A federal judge has awarded legal fees to a hospital as the prevailing party in an ex-employee’s whistleblower claim after the plaintiff could not name any laws or regulations broken by the defendant.

Capital Health Systems is entitled to fees for defending lab technician Janice Marrin’s claims under the Conscientious Employee Protection Act because her claims about lax procedures at the defendant’s microbiology lab are without basis in law or fact, U.S. District Judge Freda Wolfson ruled Thursday. Wolfson said the plaintiff had failed to advance any argument to support her CEPA claims. Wolfson said lack of support distinguished Marrin’s CEPA claim from a situation where claims were merely not viable.

Capital Health sought reimbursement for efforts to oppose Marrin’s whistleblower claim for more than three years, from the first filing of the complaint in March 2014, but Wolfson granted the defendant fees from after the close of discovery in September 2016 until the plaintiff withdrew the CEPA claim in November 2016.

Marrin first worked in the defendant’s hospital in Trenton and later was transferred to its hospital in Hopewell. Her suit claimed she was terminated for complaining to supervisors about improper procedures in the lab. She met with Capital Health’s director of human resources in February 2013 to discuss her concerns about her co-workers’ deficient procedures. In April 2013 she was terminated for failure to cooperate with an internal investigation into how she obtained emails between her supervisors and the human resources department that discussed her but were not addressed to her.

Besides the CEPA claim, Marrin’s suit brought claims under the state Law Against Discrimination and the Family and Medical Leave Act. Wolfson dismissed the remainder of the claims this May.

Capital Health sought fees for the entire duration of the litigation because it claimed Marrin admitted during the August 2015 deposition that she lacked a basis for her CEPA claim when she filed the suit, but Wolfson called that assertion “highly speculative.”

“Plaintiff was entitled at the pleading stage to maintain both her CEPA and NJLAD retaliation claims, and defendants chose to wait until after the close of discovery to move on all of plaintiff’s claims, rather than moving on the CEPA claim as soon as Defendants contend it became apparent that the claim lacked merit. This Court, considering the foregoing and looking to the parameters of CEPA’s safe harbor provision … finds that an appropriate threshold for the imposition of fees and costs in this case was the close of discovery,” Wolfson said.

Fair Lawn attorney Michael Harwin, who represented Marrin, could not be reached. A telephone number listed for his law office was not in service, and he did not respond to a reporter’s email message.

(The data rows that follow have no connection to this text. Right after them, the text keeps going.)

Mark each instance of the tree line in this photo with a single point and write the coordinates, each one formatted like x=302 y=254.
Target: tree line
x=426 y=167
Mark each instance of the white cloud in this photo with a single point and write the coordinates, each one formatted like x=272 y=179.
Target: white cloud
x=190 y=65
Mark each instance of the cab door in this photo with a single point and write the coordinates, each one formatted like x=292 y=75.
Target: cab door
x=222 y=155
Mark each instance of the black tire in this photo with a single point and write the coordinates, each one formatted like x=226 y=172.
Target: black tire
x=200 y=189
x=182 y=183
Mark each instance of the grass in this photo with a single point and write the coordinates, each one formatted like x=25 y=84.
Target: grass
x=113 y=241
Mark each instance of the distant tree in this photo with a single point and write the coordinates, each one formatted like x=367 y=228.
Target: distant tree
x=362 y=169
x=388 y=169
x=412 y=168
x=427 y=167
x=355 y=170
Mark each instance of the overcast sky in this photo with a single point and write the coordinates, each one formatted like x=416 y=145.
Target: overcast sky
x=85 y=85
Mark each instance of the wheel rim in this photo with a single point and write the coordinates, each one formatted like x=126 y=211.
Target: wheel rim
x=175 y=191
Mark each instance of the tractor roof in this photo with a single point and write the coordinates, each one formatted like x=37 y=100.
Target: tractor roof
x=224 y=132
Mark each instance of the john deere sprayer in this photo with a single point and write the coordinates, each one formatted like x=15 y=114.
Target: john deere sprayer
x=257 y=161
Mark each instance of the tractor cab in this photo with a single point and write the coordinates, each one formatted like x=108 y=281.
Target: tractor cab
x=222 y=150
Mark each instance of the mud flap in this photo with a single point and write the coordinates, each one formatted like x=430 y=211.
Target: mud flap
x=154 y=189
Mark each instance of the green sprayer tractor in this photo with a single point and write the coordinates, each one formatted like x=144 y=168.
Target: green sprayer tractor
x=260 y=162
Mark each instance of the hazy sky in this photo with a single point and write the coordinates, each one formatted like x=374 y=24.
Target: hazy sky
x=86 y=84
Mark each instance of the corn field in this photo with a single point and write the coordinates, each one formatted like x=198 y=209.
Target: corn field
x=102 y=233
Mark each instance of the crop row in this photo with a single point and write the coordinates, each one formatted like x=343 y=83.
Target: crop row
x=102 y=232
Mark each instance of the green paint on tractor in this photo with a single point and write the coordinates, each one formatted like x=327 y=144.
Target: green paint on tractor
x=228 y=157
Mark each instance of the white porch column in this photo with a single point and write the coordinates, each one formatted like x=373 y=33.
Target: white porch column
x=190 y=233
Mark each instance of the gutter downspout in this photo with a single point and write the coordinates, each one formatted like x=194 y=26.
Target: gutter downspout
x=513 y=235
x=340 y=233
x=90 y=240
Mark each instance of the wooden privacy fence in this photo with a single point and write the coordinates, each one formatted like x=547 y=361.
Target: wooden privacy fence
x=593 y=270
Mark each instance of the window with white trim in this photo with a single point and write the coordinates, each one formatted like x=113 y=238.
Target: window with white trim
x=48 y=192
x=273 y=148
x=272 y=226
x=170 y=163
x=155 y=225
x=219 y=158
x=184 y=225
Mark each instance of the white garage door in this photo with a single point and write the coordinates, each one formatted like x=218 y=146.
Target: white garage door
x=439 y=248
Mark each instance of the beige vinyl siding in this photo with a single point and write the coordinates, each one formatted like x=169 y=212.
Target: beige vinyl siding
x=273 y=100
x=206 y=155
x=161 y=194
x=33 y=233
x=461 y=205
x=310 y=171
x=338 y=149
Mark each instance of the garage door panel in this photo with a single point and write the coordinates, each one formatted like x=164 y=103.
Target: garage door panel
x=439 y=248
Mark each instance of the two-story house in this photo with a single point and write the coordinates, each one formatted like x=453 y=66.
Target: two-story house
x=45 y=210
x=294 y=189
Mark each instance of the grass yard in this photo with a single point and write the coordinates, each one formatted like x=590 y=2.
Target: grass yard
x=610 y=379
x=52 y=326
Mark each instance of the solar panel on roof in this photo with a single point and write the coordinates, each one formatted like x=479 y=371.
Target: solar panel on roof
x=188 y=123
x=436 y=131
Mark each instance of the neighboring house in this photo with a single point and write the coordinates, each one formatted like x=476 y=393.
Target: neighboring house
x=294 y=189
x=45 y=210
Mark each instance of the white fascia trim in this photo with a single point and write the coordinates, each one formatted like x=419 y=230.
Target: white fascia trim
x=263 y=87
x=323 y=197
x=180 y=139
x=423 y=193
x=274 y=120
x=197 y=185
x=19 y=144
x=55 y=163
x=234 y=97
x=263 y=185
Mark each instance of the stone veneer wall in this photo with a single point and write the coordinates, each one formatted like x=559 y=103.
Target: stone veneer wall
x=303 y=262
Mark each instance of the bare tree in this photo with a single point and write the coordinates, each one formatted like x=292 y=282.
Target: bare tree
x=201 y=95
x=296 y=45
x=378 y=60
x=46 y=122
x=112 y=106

The lawyer for Capital Health, Kelly Bunting of Greenberg Traurig in Philadelphia, said she and her client were both “thrilled” with the decision, given the difficulty of winning motions for fees. Bunting said she had yet to calculate how much she will seek on the CEPA issue, adding that her motions for legal fees under the LAD and for a bill of costs are still pending. Bunting said she had no disagreement with the court’s limits on the scope of her CEPA fee award, which was based on a finding that some time spent on that motion could also apply to the plaintiff’s LAD claim.

“We’re happy to get whatever the court deems to grant. I understand the court’s reasoning,” Bunting said.